Effect of lamotrigine, levetiracetam & topiramate on neurobehavioural parameters & oxidative stress in comparison with valproate in rats.

ABSTRACT

Background & objectives: Though newer antiepileptic drugs are considered safer than conventional antiepileptics, the effects of lamotrigine, levetiracetam and topiramate on neurobehavioural functions are yet to be established. This study evaluated neurobehavioural parameters and oxidative stress markers in brain tissue of rats treated with lamotrigine, levetiracetam and topiramate compared to sodium valproate . Methods: Five groups of male Wistar rats were treated respectively with normal saline (control), sodium valproate (370 mg/kg), lamotrigine (50 mg/kg), levetiracetam (310 mg/kg) and topiramate (100 mg/kg) for 45 days. Neurobehavioural parameters were assessed using elevated plus maze (EPM), actophotometer, rotarod, passive avoidance and Morris water maze (MWM) at baseline and at the end of treatment.
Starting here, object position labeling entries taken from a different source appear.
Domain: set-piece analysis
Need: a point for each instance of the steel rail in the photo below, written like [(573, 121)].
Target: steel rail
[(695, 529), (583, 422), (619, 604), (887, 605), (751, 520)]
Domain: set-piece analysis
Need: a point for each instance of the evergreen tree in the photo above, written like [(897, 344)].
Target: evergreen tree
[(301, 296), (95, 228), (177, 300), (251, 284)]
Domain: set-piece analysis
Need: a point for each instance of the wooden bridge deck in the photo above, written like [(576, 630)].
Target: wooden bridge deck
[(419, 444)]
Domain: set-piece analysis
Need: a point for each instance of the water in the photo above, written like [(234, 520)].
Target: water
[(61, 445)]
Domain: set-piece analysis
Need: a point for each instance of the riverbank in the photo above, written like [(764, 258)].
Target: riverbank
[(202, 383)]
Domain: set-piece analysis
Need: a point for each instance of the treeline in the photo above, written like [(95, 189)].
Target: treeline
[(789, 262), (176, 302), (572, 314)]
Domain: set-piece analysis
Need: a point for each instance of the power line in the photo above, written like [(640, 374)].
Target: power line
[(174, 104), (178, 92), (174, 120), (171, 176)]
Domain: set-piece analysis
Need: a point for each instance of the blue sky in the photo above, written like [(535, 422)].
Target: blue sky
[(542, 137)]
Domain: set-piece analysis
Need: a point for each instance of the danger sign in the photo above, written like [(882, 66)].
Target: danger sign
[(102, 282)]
Oxidative stress parameters [malondialdehyde (MDA), reduced glutathione (GSH) and superoxide dismutase (SOD)] were estimated in rat brain at the end of treatment. Results: Valproate and lamotrigine showed no significant effect on learning and memory in passive avoidance and MWM tests. However, levetiracetam and topiramate reduced retention memory significantly as compared to control (P<0.01) and lamotrigine (P<0.05) groups. Performances on EPM, rotarod and actophotometer were not significantly different between the groups. In comparison to control group, MDA was higher in the levetiracetam and topiramate (360.9 and 345.9 nmol/g of homogenized brain tissue, respectively) groups. GSH and SOD activity were significantly reduced by valproate and levetiracetam treatment. Lamotrigine did not induce significant oxidative stress. Interpretation & conclusions: Long-term and therapeutic dose treatment with levetiracetam and topiramate significantly impaired learning and memory, which was not seen with valproate and lamotrigine in rats. Levetiracetam, topiramate and valproate augmented oxidative stress, whereas lamotrigine has little effect on it. These antiepileptic drugs are used in clinical practice, hence pharmaco- vigilance studies are required to evaluate their safety profile.